Тот самолюбиво поджал губы.
Плещеев озадаченно вперил в обозного дьяка придвинутые к широкой переносице темно-вишневые изрядно выкаченные глаза. Мысли в голове у него ворочались тяжело, неповоротливо. Он в толк не мог взять, с чего это Поступинский так навеличивает своего буквоеда. Не по чинам тому в отчестве быть. Всяк сверчок знай свой шесток!
Но Поступинский вкрадчиво продолжал:
— На месте оно, понятно, видней. Кто же спорит? Однако были на Артемия Софроновича челобитные, будто он до времени дорожных починщиков у себя в вотчине держит. А ты о глупоте говоришь… Да Нечай Федорович при мне сыну наказывал, чтобы он ко всему попутному присматривался, а коли что не так, поправлял.
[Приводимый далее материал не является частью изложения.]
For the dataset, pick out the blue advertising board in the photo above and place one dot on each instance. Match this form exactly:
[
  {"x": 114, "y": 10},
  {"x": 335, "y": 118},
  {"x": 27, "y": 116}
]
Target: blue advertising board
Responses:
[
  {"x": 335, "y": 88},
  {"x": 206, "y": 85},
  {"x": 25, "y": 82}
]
Лишь теперь Неудача Плещеев сообразил, что за обозный дьяк у Поступинского. Мясистые щеки его обвисли, глаза спрятались за полуопущенными веками.
— Коли так, с Бабиновым и говорите, — хрипло отрубил он. — Я тут при чем?
Плещеев был упрям, слов своих назад не брал, но к концу разговора заметно переменился: обещал подумать и о сменных конях, и о кормах, более того, предложил Поступинскому и Федорову-сыну остановиться у него на остроге.
— Благодарствую, — самолюбиво отказался Кирилка. — Не пристало обозным людям в воеводских хоромах почивать. С нас и постоялого двора хватит. Лучше ты меня с Бабиновым сведи. Много я о нем наслышан. Сделаешь?
— Сделаю! — заверил его Неудача Плещеев.
Обещание свое он выполнил, но как? Подстроил встречу Кирилке с Бабиновым в бане гостиного двора. Бабинов на полке веником хлестался, когда Кирилка с Баженкою на соседний лежак взлезли. А там такой крутой жар повис, что ноздри обжигает. Кирилка сглупа холодной водой оплеснулся, его еще больше печь учало. Поначалу крепился он, бил себя веником с пяток до макушки, потом не сдюжил, выскочил передохнуть в предбанник, выдул жбан холодного кваса. А когда к нему присоединился Кирилка, принялся ругать баню, и воеводу Плещеева, и намозолившего уши Артюшку Бабинова, который гулящих верхотурских людей под себя взял. И невдомек ему, что Бабинов рядом сидит, слушает его поносные речи, ухмыляется себе в лопатистую бороду.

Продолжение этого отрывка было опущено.